Un clignotant qui clignote très rapidement sur le tableau de bord est souvent le signe d’une ampoule défaillante. Ce signal ne doit pas être ignoré. Avant un long trajet, mieux vaut vérifier les quatre indicateurs, les feux de détresse et les répétiteurs latéraux.
Le contrôle technique vérifie aussi le fonctionnement et l’état des dispositifs de signalisation. Une anomalie importante peut entraîner une contre-visite. Un petit contrôle à la maison peut donc éviter une mauvaise surprise, surtout avant de partir en vacances.
Peut-on être verbalisé par une caméra ?
La verbalisation du défaut de clignotant repose généralement sur la constatation directe d’un agent. Les dispositifs de contrôle automatisé ne sanctionnent pas systématiquement ce type d’infraction comme ils le font pour la vitesse ou le franchissement d’un feu rouge.
Cela ne signifie pas qu’un conducteur est à l’abri de toute verbalisation en présence de caméras urbaines. Des images peuvent contribuer à l’analyse d’un accident ou à l’identification d’un comportement dangereux, selon les conditions prévues par la réglementation. La constatation directe par les forces de l’ordre reste toutefois le cas le plus courant pour un oubli d’indicateur.
Les bons réflexes pour éviter l’amende
Le meilleur moyen de ne pas être verbalisé reste évidemment d’utiliser le clignotant à chaque manœuvre concernée. Quelques habitudes simples permettent de rendre le geste automatique :
- actionner le clignotant avant de freiner fortement pour tourner ;
- contrôler systématiquement l’angle mort avant un changement de file ;
- signaler le rabattement après un dépassement ;
- utiliser le clignotant droit avant de sortir d’un giratoire ;
- penser aux cyclistes et aux motos, souvent moins visibles dans les rétroviseurs ;
- vérifier régulièrement le fonctionnement des ampoules et des répétiteurs.
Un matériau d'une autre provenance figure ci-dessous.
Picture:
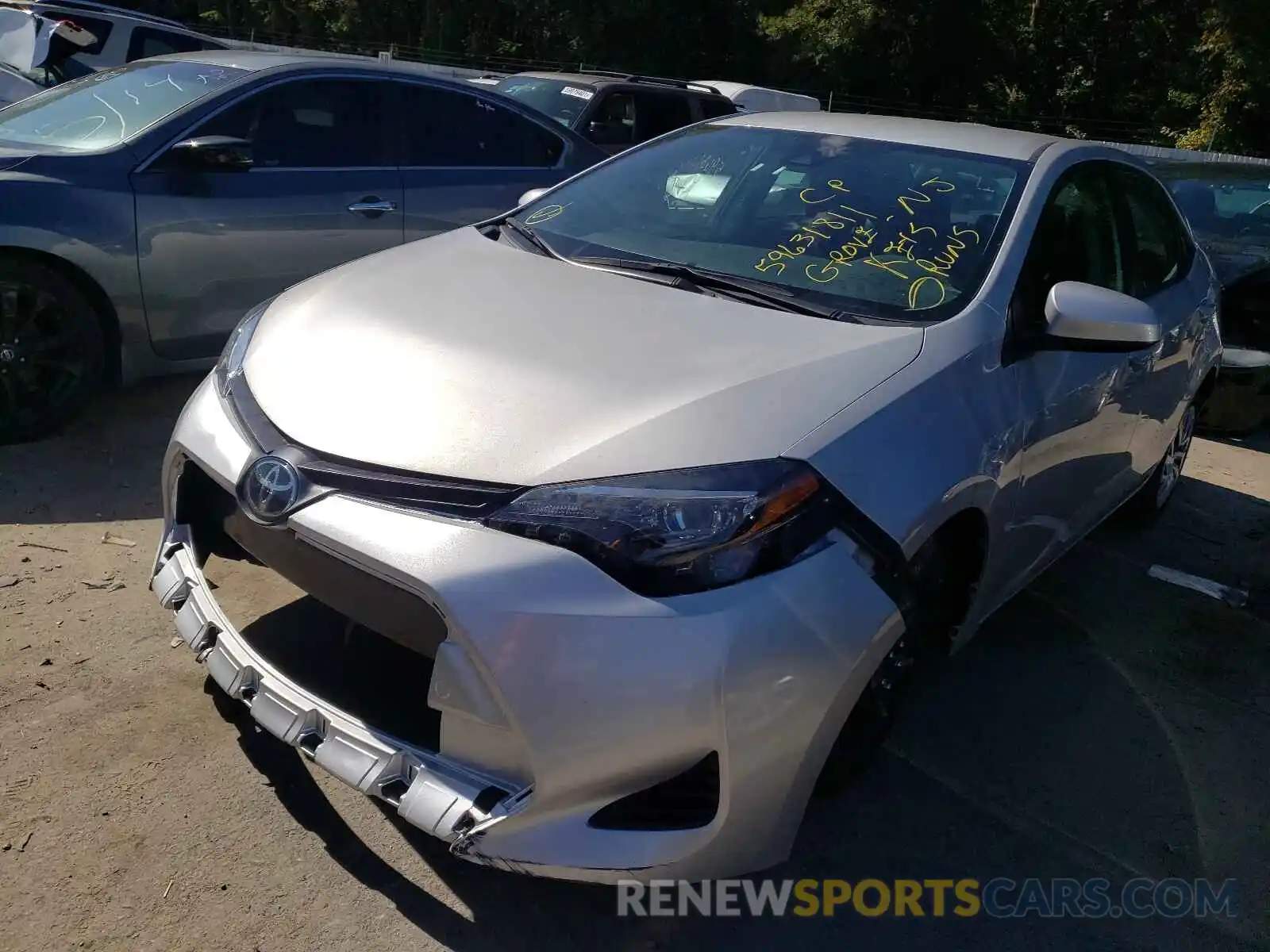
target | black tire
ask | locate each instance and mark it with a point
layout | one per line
(52, 351)
(941, 598)
(1153, 495)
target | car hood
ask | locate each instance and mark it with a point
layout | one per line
(13, 156)
(459, 355)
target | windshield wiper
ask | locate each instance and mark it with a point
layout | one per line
(529, 235)
(729, 285)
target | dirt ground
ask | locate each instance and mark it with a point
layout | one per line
(1104, 724)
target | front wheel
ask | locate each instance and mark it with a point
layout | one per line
(1156, 492)
(943, 588)
(52, 351)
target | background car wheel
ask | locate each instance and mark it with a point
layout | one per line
(52, 351)
(1156, 492)
(945, 585)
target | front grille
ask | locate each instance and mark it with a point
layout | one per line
(353, 640)
(220, 527)
(467, 499)
(687, 801)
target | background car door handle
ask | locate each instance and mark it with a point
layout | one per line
(372, 207)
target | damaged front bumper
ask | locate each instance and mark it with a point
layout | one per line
(442, 799)
(562, 695)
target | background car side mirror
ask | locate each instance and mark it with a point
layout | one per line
(213, 154)
(533, 194)
(1081, 317)
(610, 133)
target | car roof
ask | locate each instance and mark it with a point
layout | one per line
(257, 60)
(956, 136)
(607, 79)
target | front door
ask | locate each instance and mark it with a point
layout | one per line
(1076, 463)
(323, 190)
(468, 158)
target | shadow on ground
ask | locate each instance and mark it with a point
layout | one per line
(105, 467)
(1067, 740)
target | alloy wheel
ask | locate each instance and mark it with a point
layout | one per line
(1172, 466)
(42, 362)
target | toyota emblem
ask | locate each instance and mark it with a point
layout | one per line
(270, 489)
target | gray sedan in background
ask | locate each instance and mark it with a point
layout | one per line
(145, 209)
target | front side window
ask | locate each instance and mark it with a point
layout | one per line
(560, 99)
(321, 124)
(1160, 249)
(1076, 239)
(448, 129)
(108, 108)
(876, 228)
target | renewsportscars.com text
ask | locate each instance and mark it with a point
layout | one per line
(999, 898)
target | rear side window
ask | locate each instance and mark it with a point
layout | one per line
(446, 129)
(146, 42)
(714, 108)
(657, 113)
(1159, 251)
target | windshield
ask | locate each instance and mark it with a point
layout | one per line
(111, 107)
(562, 101)
(876, 228)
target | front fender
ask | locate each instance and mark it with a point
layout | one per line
(89, 224)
Le clignotant ne doit pas être utilisé par habitude sans regarder autour de soi. Un signal clair, donné au bon moment et accompagné d’un contrôle visuel, reste la meilleure combinaison. Après tout, prévenir vaut mieux que réparer une aile froissée… ou remplir un constat.
En 2026, l’oubli de clignotant expose donc principalement à une amende forfaitaire de 35 euros, sans retrait de points dans le cas classique. Mais l’enjeu dépasse largement le montant de la contravention : bien signaler ses intentions, c’est rendre la circulation plus prévisible et plus sûre pour tout le monde.